Public Health Responses to COVID-19 Outbreaks on Cruise Ships — Worldwide, February–March 2020

Leah F. Moriarty, MPH; Mateusz M. Plucinski, PhD; Barbara J. Marston, MD; Ekaterina V. Kurbatova, MD, PhD; Barbara Knust, DVM; Erin L. Murray, PhD; Nicki Pesik, MD; Dale Rose, PhD; David Fitter, MD; Miwako Kobayashi, MD, PhD; Mitsuru Toda, PhD; Paul T. Canty, MD; Tara Scheuer, MPH; Eric S. Halsey, MD; Nicole J. Cohen, MD; Lauren Stockman, MPH; Debra A. Wadford, PhD; Alexandra M. Medley, DVM; Gary Green, MD; Joanna J. Regan, MD; Kara Tardivel, MD; Stefanie White, MPH; Clive Brown, MD; Christina Morales, PhD; Cynthia Yen, MPH; Beth Wittry, MPH; Amy Freeland, PhD; Sara Naramore, MPH; Ryan T. Novak, PhD; David Daigle, MPH; Michelle Weinberg, MD; Anna Acosta, MD; Carolyn Herzig, PhD; Bryan K Kapella, MD; Kathleen R. Jacobson, MD; Katherine Lamba, MPH; Atsuyoshi Ishizumi, MPH, MSc; John Sarisky, MPH; Erik Svendsen, PhD; Tricia Blocher, MS; Christine Wu, MD; Julia Charles, JD; Riley Wagner, MPH; Andrea Stewart, PhD; Paul S. Mead, MD; Elizabeth Kurylo, MCM; Stefanie Campbell, DVM; Rachel Murray, MPH; Paul Weidle, PharmD; Martin Cetron, MD; Cindy R. Friedman, MD

Disclosures

Morbidity and Mortality Weekly Report. 2020;69(12):347-352. 

In This Article

Grand Princess

During February 11–21, 2020, the Grand Princess cruise ship sailed roundtrip from San Francisco, California, making four stops in Mexico (voyage A). Most of the 1,111 crew and 68 passengers from voyage A remained on board for a second voyage that departed San Francisco on February 21 (voyage B), with a planned return on March 7 (Table). On March 4, a clinician in California reported two patients with COVID-19 symptoms who had traveled on voyage A, one of whom had positive test results for SARS-CoV-2. CDC notified the cruise line, which began cancelling group activities on voyage B. More than 20 additional cases of COVID-19 among persons who did not travel on voyage B have been identified from Grand Princess voyage A, the majority in California. One death has been reported. On March 5, a response team was transported by helicopter to the ship to collect specimens from 45 passengers and crew with respiratory symptoms for SARS-CoV-2 testing; 21 (46.7%), including two passengers and 19 crew, had positive test results. Passengers and symptomatic crew members were asked to self-quarantine in their cabins, and room service replaced public dining until disembarkation. Following docking in Oakland, California, on March 8, passengers and crew were transferred to land-based sites for a 14-day quarantine period or isolation. Persons requiring medical attention for other conditions or for symptoms consistent with COVID-19 were evaluated, tested for SARS-CoV-2 infection, and hospitalized if indicated. During land-based quarantine in the United States, all persons were offered SARS-CoV-2 testing. As of March 21, of 469 persons with available test results, 78 (16.6%) had positive test results for SARS-CoV-2. Repatriation flights for foreign nationals were organized by several governments in coordination with U.S. federal and California state government agencies. Following disinfection of the vessel according to guidance from CDC's Vessel Sanitation Program, remaining foreign nationals will complete quarantine on board. The quarantine will be managed by the cruise company, with technical assistance provided by public health experts.

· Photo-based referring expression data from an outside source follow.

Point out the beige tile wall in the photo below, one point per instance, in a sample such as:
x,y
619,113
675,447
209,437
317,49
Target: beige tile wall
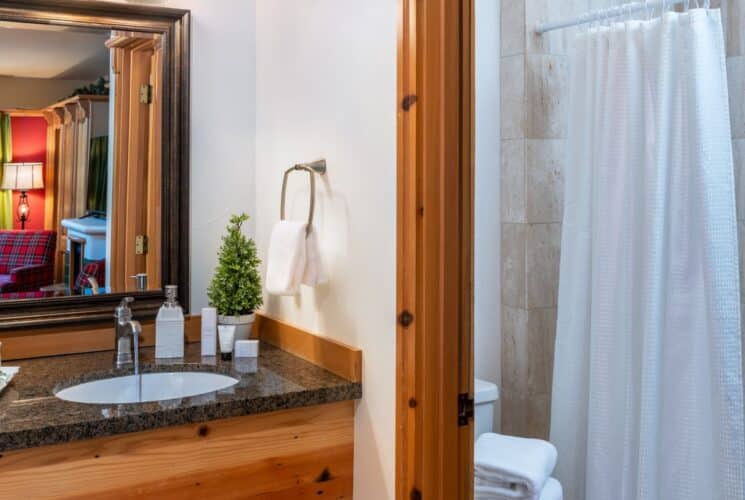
x,y
533,125
534,80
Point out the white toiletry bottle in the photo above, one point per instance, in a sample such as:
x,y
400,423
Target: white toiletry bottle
x,y
169,327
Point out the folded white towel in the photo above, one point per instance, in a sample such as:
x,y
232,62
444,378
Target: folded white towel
x,y
551,491
314,273
286,258
518,467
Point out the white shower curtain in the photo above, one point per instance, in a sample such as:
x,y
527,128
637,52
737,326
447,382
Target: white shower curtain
x,y
648,396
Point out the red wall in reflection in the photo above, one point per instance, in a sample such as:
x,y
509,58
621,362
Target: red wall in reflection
x,y
29,145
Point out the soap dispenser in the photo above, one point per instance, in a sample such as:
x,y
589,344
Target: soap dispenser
x,y
169,327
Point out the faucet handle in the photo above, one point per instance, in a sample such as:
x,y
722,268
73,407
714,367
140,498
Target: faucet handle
x,y
123,312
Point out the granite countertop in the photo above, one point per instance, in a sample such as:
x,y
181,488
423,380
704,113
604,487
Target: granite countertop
x,y
30,414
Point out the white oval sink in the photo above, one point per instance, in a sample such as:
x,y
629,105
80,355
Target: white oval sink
x,y
152,387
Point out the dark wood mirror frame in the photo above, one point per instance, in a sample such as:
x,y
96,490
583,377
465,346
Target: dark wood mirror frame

On February 21, five crew members from voyage A transferred to three other ships with a combined 13,317 passengers on board. No-sail orders§§ were issued by CDC for these ships until medical logs were reviewed and the crew members tested negative for SARS-CoV-2.

§§CDC has the authority to institute a no-sail order to prevent ships from sailing when it is reasonably believed that continuing normal operations might subject newly arriving passengers to disease.